Neutrophil phagocytic index in whole blood samples taken from patients with severe and mild/moderate severity community-acquired pneumonia (“ITU” and “ward” respectively), and respiratory outpatients with no acute inflammatory disease. Phagocytic index was calculated after 45 min incubation. Neutrophils were identified according to the expression of CD16. Neutrophil oxidation ratio (OR) was calculated as the mean fluorescence intensity (MFI) of the reporter fluorophore (FITC) divided by the MFI of the calibrator fluorophore (Pacific Blue). Neutrophil phagocytic index (PI) was calculated as the number of neutrophils associated with reporter beads divided the total neutrophil number multiplied by the OR. Each dot represents data collected from a single volunteer. Samples were incubated at 37 °C, with shaking, in the presence of either a a vehicle control, b PMA or c LPS. Comparisons were made using Kruskall–Wallis (3 groups) and Mann–Whitney U (2 groups) tests, as appropriate

Discussion

We present a refined flow cytometry assay [5], clinically relevant method for measuring neutrophil function in blood taken from patients with CAP ex vivo. Our technique avoids pre-processing of blood, is simple to perform and reproducible. It directly measures phagocytic association with, and oxidation of neutrophils (representative of host/pathogen interaction) and can deliver results within 4 h of venepuncture. This assay can detect attenuated phagocytic function in patients with severe compared to mild-moderate community acquired pneumonia.

Pneumonia is the most frequent source of sepsis requiring critical care admission and induces disproportionate rates of mortality and morbidity compared to other severe infections [7]. In light of increasing antimicrobial resistance, there is increased pressure to investigate potential immunomodulatory agents, such as GM-CSF and interferon gamma [3], using a personalised approach to therapy [2]. To date, only indirect cell surface markers of phagocyte function have been employed in clinical trials [8]. Previously described zymosan neutrophil assays require cell purification (removing the inflammatory milieu) and are time consuming [9]. Other, recently described, whole blood functional assays exist [10]; however, these have not been studied in the context of sepsis. Direct comparison of these functional assays would be useful. Our approach promotes direct measurement of phagocytic function and will be used as the primary pharmacodynamic outcome measure for a planned first-in-human clinical trial with P4 peptide [5].

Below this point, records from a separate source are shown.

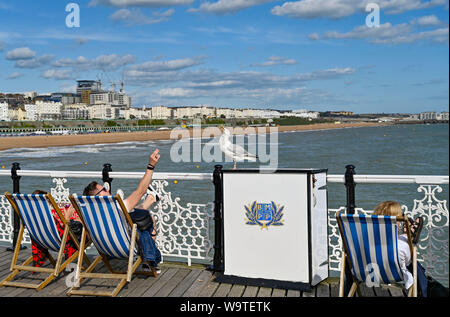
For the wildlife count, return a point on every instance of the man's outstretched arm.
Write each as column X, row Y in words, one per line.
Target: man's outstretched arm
column 136, row 196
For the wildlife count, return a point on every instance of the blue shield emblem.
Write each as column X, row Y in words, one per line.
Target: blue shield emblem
column 264, row 212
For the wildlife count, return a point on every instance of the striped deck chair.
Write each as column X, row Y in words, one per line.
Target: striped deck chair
column 107, row 223
column 370, row 249
column 36, row 216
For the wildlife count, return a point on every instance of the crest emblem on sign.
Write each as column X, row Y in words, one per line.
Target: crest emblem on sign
column 264, row 215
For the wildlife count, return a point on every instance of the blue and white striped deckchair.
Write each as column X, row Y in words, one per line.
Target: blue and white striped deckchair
column 109, row 226
column 370, row 246
column 36, row 216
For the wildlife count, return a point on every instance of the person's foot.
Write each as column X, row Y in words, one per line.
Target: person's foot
column 416, row 228
column 147, row 267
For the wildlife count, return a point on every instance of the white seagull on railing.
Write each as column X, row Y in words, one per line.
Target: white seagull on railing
column 233, row 151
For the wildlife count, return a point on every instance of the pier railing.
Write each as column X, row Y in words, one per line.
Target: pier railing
column 186, row 230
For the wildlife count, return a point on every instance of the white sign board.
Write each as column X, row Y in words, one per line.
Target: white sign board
column 265, row 218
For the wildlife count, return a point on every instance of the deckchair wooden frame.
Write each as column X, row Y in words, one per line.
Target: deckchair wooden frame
column 58, row 267
column 345, row 260
column 123, row 276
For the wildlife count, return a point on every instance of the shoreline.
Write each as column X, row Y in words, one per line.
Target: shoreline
column 7, row 143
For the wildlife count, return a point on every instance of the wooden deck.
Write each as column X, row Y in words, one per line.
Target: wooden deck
column 175, row 280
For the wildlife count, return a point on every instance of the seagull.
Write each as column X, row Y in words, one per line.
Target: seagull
column 236, row 152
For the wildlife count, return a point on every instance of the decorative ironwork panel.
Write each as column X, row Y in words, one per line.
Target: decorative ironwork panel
column 433, row 246
column 60, row 193
column 6, row 222
column 182, row 231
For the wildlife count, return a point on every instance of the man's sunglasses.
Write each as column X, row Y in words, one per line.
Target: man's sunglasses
column 101, row 190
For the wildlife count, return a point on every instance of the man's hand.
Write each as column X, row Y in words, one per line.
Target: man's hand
column 154, row 158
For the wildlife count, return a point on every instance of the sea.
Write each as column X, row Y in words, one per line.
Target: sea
column 409, row 149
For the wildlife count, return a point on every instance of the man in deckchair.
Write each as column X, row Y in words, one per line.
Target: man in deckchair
column 139, row 212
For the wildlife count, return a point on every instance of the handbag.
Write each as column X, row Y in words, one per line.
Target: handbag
column 142, row 219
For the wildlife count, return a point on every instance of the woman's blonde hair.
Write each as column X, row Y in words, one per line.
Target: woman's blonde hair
column 388, row 208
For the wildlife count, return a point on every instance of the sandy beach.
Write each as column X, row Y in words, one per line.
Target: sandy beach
column 100, row 138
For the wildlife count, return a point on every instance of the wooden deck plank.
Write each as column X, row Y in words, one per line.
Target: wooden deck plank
column 172, row 283
column 278, row 292
column 187, row 282
column 175, row 280
column 236, row 291
column 160, row 283
column 381, row 292
column 222, row 290
column 250, row 291
column 196, row 287
column 264, row 292
column 293, row 293
column 210, row 288
column 139, row 284
column 323, row 290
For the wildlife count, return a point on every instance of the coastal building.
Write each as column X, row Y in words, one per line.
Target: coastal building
column 110, row 97
column 86, row 87
column 78, row 111
column 102, row 112
column 443, row 116
column 17, row 114
column 31, row 112
column 137, row 113
column 49, row 110
column 429, row 115
column 162, row 112
column 4, row 113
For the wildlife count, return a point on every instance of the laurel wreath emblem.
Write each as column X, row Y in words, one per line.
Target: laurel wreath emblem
column 276, row 220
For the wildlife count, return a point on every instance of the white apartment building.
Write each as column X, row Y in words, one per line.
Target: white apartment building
column 102, row 112
column 49, row 110
column 4, row 112
column 31, row 112
column 161, row 112
column 430, row 115
column 443, row 116
column 137, row 113
column 110, row 97
column 78, row 111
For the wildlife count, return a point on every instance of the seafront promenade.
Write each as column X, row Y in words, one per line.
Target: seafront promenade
column 39, row 141
column 175, row 280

In summary, we present a simple, clinically relevant assay that can be used to measure neutrophil phagocytic function in patients who present clinically with community-acquired pneumonia. This approach has the potential to be applied in a wider clinical context to measure neutrophil function in inflammatory disease and potentially direct immunomodulatory therapies.

Limitations

Due to the relatively small cohort size, we were unable to study factors predictive of poor neutrophil function (e.g. microbiological status), or relationship to patient outcomes. Future large-scale studies could assess these in cohorts suffering from pneumonia and undifferentiated sepsis disease states. Results could potentially be used to inform ‘normal-range’ neutrophil function and triage patient admission decisions (e.g. promote direct critical care admission) and/or direct targeted immunomodulatory therapies. Future investigations should seek to age-match outpatient controls to mitigate for this potential confounding factor in our study.